F3: These shares are held directly by OATV II, L.P. ("OATV II"). The general partner is O'Reilly AlphaTech Ventures II, LLC ("O'Reilly AlphaTech"). The individual managing members of O'Reilly AlphaTech are Bryce Roberts and Mark Jacobsen, and they may be deemed to share voting and dispositive power over the shares held by OATV II. Such persons and entities disclaim beneficial ownership over shares held by OATV II, except to the extent of any pecuniary interest therein.

F4: Each share of Series A Convertible Preferred Stock automatically converted into Class B Common Stock on a 1:1 basis immediately upon the closing of the Issuer's initial public offering. The Series A Convertible Preferred Stock has no expiration date.

F5: Each share of Series B Convertible Preferred Stock automatically converted into Class B Common Stock on a 1:1 basis immediately upon the closing of the Issuer's initial public offering. The Series B Convertible Preferred Stock has no expiration date.

F6: Each share of Series C Convertible Preferred Stock automatically converted into Class B Common Stock on a 1:1 basis immediately upon the closing of the Issuer's initial public offering. The Series C Convertible Preferred Stock has no expiration date.

F7: Each share of Series D Convertible Preferred Stock automatically converted into Class B Common Stock on a 1:1 basis immediately upon the closing of the Issuer's initial public offering.
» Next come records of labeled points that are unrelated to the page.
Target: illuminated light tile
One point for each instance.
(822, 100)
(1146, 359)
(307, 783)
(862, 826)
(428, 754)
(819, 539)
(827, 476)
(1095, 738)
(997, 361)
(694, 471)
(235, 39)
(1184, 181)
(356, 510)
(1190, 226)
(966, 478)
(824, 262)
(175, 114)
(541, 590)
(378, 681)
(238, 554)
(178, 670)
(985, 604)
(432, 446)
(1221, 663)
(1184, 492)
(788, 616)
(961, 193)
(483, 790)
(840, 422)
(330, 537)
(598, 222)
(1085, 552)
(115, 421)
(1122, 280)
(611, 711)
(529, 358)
The Series D Convertible Preferred Stock has no expiration date.

F8: These shares are held directly by OATVIISPV1, LLC ("OATVIISPV1"). The general partner is O'Reilly AlphaTech Ventures II, LLC ("O'Reilly AlphaTech"). The individual managing members of O'Reilly AlphaTech are Bryce Roberts and Mark Jacobsen, and they may be deemed to share voting and dispositive power over the shares held by OATVIISPV1. Such persons and entities disclaim beneficial ownership over shares held by OATVIISPV1, except to the extent of any pecuniary interest therein.

F9: These shares are held directly by OATVIISPV2, LLC ("OATVIISPV2"). The general partner is O'Reilly AlphaTech Ventures II, LLC ("O'Reilly AlphaTech"). The individual managing members of O'Reilly AlphaTech are Bryce Roberts and Mark Jacobsen, and they may be deemed to share voting and dispositive power over the shares held by OATVIISPV2. Such persons and entities disclaim beneficial ownership over shares held by OATVIISPV2, except to the extent of any pecuniary interest therein.

F10: Each share of Series E Convertible Preferred Stock automatically converted into Class B Common Stock on a 1:1 basis immediately upon the closing of the Issuer's initial public offering. The Series E Convertible Preferred Stock has no expiration date.